Matthias Pintscher hat früh angefangen. „In jungen Jahren“, heißt es in leicht kryptelnder Altprosa bei Wikipedia, habe er Kompositionsunterricht bekommen. Es folgte ein Studienaufenthalt in London. 1988 der „eigentliche Studienbeginn“ bei Giselher Klebe in Detmold. Da war Pintscher siebzehn! Ich habe ihn in den 1990er Jahren zum Interview in der hässlichsten Stadt der Welt getroffen, in Kassel.
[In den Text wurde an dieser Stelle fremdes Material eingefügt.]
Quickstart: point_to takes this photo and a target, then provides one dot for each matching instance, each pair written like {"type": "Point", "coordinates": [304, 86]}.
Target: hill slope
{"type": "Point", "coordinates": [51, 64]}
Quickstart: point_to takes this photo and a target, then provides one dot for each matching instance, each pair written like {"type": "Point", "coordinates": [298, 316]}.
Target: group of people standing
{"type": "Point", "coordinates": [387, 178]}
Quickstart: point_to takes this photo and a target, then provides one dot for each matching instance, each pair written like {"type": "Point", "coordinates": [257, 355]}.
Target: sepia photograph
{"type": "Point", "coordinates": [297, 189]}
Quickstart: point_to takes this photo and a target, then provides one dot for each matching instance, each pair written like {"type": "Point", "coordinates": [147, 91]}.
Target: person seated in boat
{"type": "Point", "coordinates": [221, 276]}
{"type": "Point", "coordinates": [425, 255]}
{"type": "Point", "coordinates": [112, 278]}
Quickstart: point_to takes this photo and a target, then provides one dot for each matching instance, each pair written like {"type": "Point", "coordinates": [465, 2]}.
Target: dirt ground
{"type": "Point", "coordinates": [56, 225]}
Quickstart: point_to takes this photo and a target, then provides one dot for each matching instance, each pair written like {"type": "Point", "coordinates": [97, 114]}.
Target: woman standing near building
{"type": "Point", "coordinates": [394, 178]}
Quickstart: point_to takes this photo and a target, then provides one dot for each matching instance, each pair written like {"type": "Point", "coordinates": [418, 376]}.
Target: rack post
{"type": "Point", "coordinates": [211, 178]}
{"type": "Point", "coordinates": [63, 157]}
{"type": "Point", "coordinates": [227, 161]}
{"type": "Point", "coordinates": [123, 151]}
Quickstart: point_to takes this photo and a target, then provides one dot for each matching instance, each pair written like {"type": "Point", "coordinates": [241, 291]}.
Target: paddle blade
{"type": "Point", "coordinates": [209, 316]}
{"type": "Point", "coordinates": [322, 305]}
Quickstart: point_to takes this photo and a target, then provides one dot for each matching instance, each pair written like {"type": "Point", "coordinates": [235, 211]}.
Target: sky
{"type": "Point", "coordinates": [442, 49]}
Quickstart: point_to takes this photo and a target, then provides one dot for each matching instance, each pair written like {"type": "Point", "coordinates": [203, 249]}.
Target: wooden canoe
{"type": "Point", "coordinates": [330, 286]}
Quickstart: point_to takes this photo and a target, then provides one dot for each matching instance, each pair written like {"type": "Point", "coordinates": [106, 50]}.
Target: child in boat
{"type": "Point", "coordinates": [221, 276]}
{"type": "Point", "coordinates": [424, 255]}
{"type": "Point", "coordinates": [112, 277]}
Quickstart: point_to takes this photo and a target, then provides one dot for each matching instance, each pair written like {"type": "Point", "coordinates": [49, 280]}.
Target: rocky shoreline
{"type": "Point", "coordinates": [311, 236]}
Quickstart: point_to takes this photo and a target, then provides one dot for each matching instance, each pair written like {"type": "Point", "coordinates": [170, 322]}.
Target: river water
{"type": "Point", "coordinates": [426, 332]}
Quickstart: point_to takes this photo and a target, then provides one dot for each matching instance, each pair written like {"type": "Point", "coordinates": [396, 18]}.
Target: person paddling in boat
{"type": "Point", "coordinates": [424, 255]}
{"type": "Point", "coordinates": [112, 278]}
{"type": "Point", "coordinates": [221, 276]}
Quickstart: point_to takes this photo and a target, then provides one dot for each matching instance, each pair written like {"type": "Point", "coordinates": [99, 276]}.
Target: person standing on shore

Ein misstrauisch verschlossener Unsympath auf dem Sprung zur Berühmtheit. Er sah eher aus wie Nick Cave und nicht wie einer, der Musik komponiert, die aktuell zum Gefragtesten zählt, das weltweit in den Konzertsälen erklingt.

2016 hat Pintscher mit 45 den vorläufigen Höhepunkt seiner Karriere erreicht. Pierre Boulez, Anfang des Jahres verstorbener Großkomponist der Gegenwart, bestimmte ihn zum Leiter des global neben dem Frankfurter Ensemble Modern führenden Neue-Musik-Klangkörpers Ensemble Intercontemporain. Kein Orchester der ersten Reihe, mit dem er als Dirigent (gern auch eigener Werke) noch nicht gearbeitet hätte.

Was geht in Pintschers Musik vor? Etwas vergeht. Die Zeit zum Beispiel, die Langeweile. Aber vielleicht geht die Zeit mehr vor, als dass sie vergeht. Gegen die Langeweile geht sie vor. Gegen das Vergehen. Pintscher komponiert Musik, die, beschreibt man sie, zu Sprachspielen verführt.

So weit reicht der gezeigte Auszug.